3 – L’emploi des jeunes

« Politique là on parle ça quand on est rassasié » ! Comme Djibril, un jeune apprenti Gbaka d’Abobo de nombreux jeunes Ivoiriens n’ont que faire des discours sur la réconciliation nationale, les politiques de développement ou la réforme de l’armée. Plus que toute autre chose ils aspirent à un emploi ! « Le  »gars’ nous a dit qu’il a des solutions pour les jeunes et depuis on ne voit rien » avance Liliane une jeune Ivoirienne en quête d’emploi. Le taux de chômage est toujours dans le rouge et les seules offres d’emploi visibles sont celles qui foisonnent dans le secteur de la reconstruction. Mais tous les jeunes ne sont pas des as des truelles ! Que deviennent les autres ? Ils seront sans doute promoteurs de leur propre entreprise, mais d’où viendront les fonds ? Lorgner sur la fonction publique peut-être ? Il n’y a plus assez de place pour les ex-combattants ! Le chômage en Côte d’Ivoire c’est comme un cercle vicieux où le serpent se mord sans cesse la queue. Toutes les quêtes semblent se solder par un échec comme les politiques actuelles de lutte contre la vie chère.

4 – La lutte contre la vie chère

Côte d’Ivoire, nation émergente à l’horizon 2020. Mais les Ivoiriens marchent vers cette émergence le panier et le ventre vide ! Difficile sur les marchés de la capitale économique ivoirienne de pouvoir nourrir sa famille sans y laisser les plumes ! La popote à 5 000 francs Cfa devient un luxe même pour les salariés. Le prix du riz est majoré d’une boutique à l’autre, les légumes sont hors de prix à cause du racket des forces de l’ordre et les commerçants affichent les prix à la tête de la ménagère. La politique de lutte contre la vie chère du gouvernement est un échec total. Plus elle est amplifiée plus elle donne des résultats négatifs. Les consommateurs crient leur colère face aux commerçants véreux. Les commerçants crient leur colère au gouvernement qui semble fixer taxes et impôts sans tenir compte du pouvoir d’achat des populations. Une indiscipline généralisée sur les marchés, une zizanie comme celle qui gangrène l’armée.

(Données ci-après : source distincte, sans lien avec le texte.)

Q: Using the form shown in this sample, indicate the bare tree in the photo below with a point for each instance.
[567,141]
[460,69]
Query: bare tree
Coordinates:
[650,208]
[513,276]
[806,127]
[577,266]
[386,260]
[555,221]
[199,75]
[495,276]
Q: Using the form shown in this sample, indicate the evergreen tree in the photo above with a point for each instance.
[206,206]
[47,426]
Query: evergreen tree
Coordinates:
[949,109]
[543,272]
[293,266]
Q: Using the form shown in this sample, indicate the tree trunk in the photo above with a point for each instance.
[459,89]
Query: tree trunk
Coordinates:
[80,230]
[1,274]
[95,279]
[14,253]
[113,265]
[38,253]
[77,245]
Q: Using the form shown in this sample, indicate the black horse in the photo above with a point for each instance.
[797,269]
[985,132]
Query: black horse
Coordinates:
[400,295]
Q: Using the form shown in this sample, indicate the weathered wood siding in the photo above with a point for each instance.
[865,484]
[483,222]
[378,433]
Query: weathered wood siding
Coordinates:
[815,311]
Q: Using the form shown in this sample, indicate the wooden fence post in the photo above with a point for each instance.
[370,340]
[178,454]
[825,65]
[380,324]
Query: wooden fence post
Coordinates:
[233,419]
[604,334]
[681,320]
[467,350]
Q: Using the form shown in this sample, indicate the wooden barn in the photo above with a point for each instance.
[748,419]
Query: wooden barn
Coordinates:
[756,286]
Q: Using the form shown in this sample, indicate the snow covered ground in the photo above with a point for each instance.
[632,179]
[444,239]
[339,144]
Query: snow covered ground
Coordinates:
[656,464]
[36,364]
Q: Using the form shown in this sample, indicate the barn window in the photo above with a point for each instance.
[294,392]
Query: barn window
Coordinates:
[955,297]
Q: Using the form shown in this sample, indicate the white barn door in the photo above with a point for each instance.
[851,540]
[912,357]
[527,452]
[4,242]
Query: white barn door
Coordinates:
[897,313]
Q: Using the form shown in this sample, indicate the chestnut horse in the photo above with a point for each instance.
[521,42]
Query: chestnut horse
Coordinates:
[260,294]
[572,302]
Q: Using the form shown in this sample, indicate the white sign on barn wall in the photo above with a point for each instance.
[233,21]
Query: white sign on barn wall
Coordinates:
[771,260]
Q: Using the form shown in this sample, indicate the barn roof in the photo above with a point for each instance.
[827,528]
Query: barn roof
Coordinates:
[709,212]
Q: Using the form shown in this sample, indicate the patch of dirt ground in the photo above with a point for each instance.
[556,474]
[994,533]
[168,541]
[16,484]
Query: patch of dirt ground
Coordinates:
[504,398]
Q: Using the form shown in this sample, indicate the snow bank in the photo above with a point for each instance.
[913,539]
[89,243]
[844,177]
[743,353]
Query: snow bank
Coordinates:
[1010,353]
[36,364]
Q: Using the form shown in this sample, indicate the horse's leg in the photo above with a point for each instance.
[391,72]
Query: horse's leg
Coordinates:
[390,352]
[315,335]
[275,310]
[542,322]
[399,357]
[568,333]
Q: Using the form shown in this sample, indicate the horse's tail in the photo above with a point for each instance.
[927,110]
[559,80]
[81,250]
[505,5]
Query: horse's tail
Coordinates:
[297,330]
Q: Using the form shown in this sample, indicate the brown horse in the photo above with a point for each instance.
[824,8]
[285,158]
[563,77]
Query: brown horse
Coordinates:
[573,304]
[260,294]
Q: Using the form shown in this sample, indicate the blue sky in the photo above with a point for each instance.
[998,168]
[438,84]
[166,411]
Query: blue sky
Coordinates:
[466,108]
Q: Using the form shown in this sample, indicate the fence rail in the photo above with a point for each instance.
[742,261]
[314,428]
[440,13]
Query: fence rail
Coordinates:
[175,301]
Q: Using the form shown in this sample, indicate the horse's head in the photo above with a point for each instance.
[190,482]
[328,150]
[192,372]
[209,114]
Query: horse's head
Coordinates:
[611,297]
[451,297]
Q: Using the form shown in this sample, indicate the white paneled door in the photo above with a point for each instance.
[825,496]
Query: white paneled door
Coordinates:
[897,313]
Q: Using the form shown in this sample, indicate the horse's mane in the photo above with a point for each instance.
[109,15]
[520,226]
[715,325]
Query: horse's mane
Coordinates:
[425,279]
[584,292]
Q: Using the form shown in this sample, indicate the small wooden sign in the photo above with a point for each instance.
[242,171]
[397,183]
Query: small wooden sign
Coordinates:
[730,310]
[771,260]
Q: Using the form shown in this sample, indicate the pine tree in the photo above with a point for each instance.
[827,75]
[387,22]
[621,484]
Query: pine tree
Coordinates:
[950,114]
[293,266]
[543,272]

5 – L’indiscipline au sein de l’armée

 A les regarder déambuler avec leurs gris-gris au bras, amulettes volumineuses aux reins et une odeur qui vous coupe souvent l’appétit, les éléments des Forces républicaines de Côte d’Ivoire sont taxés la plupart du temps d’indisciplinés. Ils se prennent à la fois pour des gendarmes, policiers, militaires, juges, témoins, avocats et tout en même temps. Ne vous aventurez pas à les interpeller sur leurs comportements souvent indécents. « Toi tu es qui pour parler comme ça ? Est-ce que tu me connais ? » « Moi pour avoir mes galons j’ai tué de Vavoua à Abidjan » vous lancera votre interlocuteur. Au comble de sa colère notre jeune élément des FRCI pour dira : « Je fais rien avec Ouattara parce que c’est nous qui l’avons mis là où il est ». Quelle est donc cette armée où les hommes ont à la limite du mépris pour celui que la Constitution appelle le chef suprême des armées ? Alors que le chef n’est pas respecté que mérite le peuple ?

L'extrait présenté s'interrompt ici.